Equities fell after Goldman Sachs Group Inc. cut its forecast for China’s growth and solar-cell maker Baoding Tianwei Baobian Electric Co. said its bonds will be halted from trading tomorrow, fueling concern that bad debts will increase. The H-shares joined stock gauges in Brazil and Russia, which entered bear markets last week, on concern the crisis in Ukraine would escalate while the Federal Reserve withdraws stimulus.
“China’s growth outlook is still uncertain,” Alan Gayle, who helps oversee about $50 billion in assets as a senior strategist at RidgeWorth Capital Management, said in a telephone interview from Atlanta. “There’s concern about defaults. As the Fed talks more about tightening in the future, that continues to put pressure on emerging markets.”
Federal Reserve Chair Janet Yellen said yesterday stimulus could end this fall and interest rates could rise six months later. U.S. central bank officials predicted their target interest rate will be 1 percent at the end of 2015 and 2.25 percent a year later, higher than previously forecast.

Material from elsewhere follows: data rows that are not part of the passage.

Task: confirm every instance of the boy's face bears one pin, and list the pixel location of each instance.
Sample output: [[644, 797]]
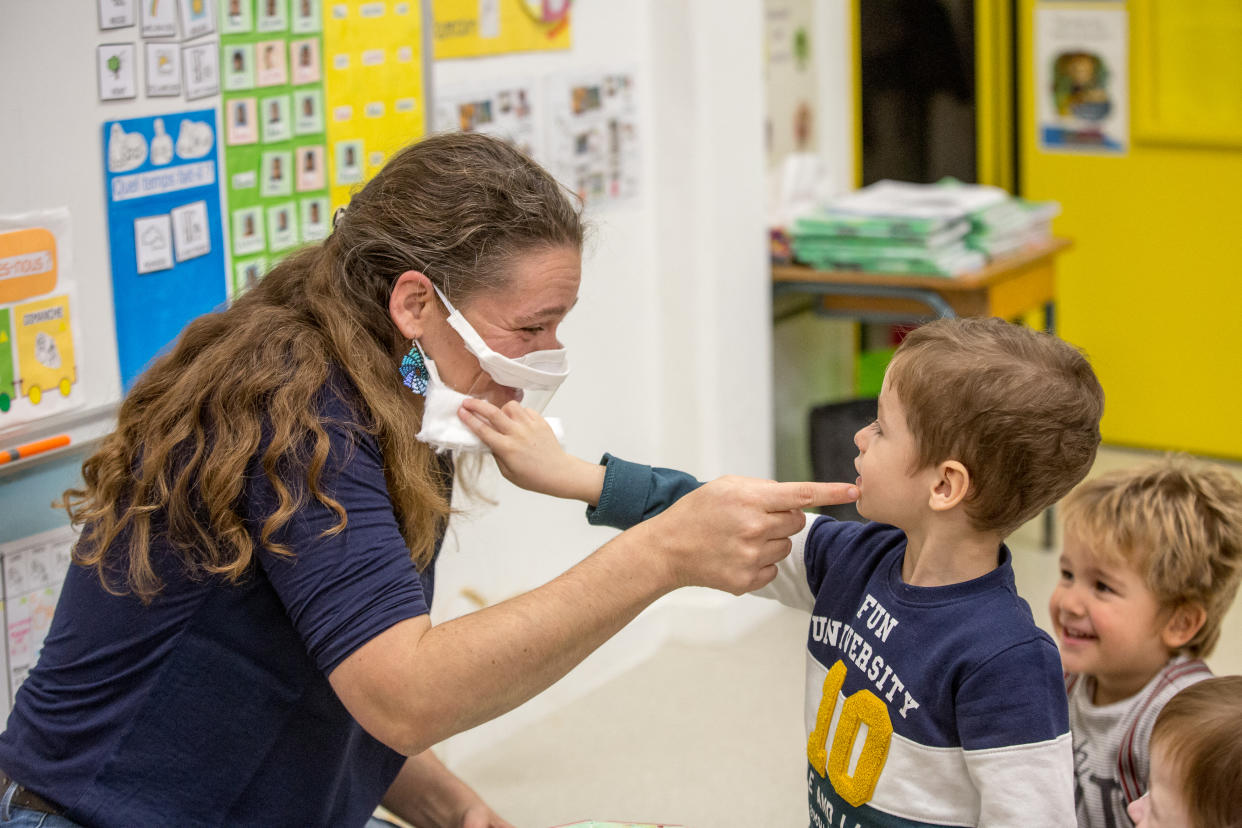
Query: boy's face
[[1109, 625], [1163, 806], [888, 492]]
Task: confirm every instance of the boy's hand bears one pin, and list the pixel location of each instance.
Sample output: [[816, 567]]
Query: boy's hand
[[528, 453]]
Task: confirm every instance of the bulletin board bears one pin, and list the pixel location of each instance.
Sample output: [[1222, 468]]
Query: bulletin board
[[149, 128], [482, 27]]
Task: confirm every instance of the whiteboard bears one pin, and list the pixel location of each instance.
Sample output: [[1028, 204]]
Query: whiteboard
[[50, 157]]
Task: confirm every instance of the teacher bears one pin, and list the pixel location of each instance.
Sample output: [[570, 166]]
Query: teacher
[[244, 638]]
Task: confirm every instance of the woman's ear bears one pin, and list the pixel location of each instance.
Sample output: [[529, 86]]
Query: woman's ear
[[412, 303], [950, 486], [1183, 625]]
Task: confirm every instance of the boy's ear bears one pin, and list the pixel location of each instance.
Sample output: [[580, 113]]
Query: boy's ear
[[411, 303], [1183, 625], [950, 486]]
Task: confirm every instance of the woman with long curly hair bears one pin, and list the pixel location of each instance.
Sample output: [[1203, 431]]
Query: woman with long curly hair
[[244, 638]]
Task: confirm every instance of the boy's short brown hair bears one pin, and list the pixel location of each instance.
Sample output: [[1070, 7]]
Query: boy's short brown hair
[[1179, 523], [1017, 407], [1197, 734]]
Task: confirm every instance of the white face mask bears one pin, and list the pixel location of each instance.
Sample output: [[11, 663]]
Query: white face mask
[[534, 378]]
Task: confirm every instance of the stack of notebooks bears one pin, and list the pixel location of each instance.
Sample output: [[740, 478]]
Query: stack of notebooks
[[942, 229]]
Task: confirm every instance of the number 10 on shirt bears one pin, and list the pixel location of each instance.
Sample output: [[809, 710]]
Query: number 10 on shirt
[[862, 708]]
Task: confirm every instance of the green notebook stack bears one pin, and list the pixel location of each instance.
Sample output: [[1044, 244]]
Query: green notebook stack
[[942, 229]]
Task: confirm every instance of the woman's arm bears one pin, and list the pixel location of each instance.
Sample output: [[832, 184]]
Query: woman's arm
[[429, 795], [414, 684]]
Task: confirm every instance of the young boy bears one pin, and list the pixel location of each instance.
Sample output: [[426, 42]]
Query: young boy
[[1150, 564], [1196, 760], [917, 630]]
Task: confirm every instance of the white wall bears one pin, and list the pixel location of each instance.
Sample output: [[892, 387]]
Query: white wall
[[671, 338]]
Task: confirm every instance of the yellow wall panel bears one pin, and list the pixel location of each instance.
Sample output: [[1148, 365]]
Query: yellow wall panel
[[1153, 287]]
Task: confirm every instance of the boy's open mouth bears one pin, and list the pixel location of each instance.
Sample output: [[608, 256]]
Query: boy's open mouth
[[1076, 634]]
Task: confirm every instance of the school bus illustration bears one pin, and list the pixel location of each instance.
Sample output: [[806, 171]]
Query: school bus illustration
[[45, 348], [8, 376]]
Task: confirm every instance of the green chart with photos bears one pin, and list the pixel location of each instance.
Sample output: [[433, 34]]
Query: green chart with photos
[[271, 77]]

Brazil’s Ibovespa climbed to a three-week high as Petrobras led gains among state-controlled companies on speculation a poll will show diminished support for President Dilma Rousseff’s re-election. Power utility Centrais Eletricas Brasileiras SA, which is also run by the federal government, extended a three-day gain to 9.5 percent.
Russia’s ruble snapped a three-day gain versus the dollar, extending this year’s plunge to 9.1 percent, the most after the Argentine peso among 24 emerging-market currencies tracked by Bloomberg. S&P’s outlook cut came after U.S. President Barack Obama also authorized possible penalties directly targeting the economy.
The Hang Seng China Enterprises Index dropped 1.7 percent. BYD Co., the Warren Buffett-backed maker of electric cars, tumbled 14 percent today while the CSI 300 Index of mainland-listed shares sank 1.6 percent to a five-year low. The yuan weakened 0.5 percent to 6.2275 per dollar.
The iShares MSCI Emerging Markets Index exchange-traded fund advanced 0.4 percent to $38.74. The premium investors demand to own emerging-market debt over U.S. Treasuries added 0.02 percentage point to 312 basis points, according to JPMorgan Chase & Co.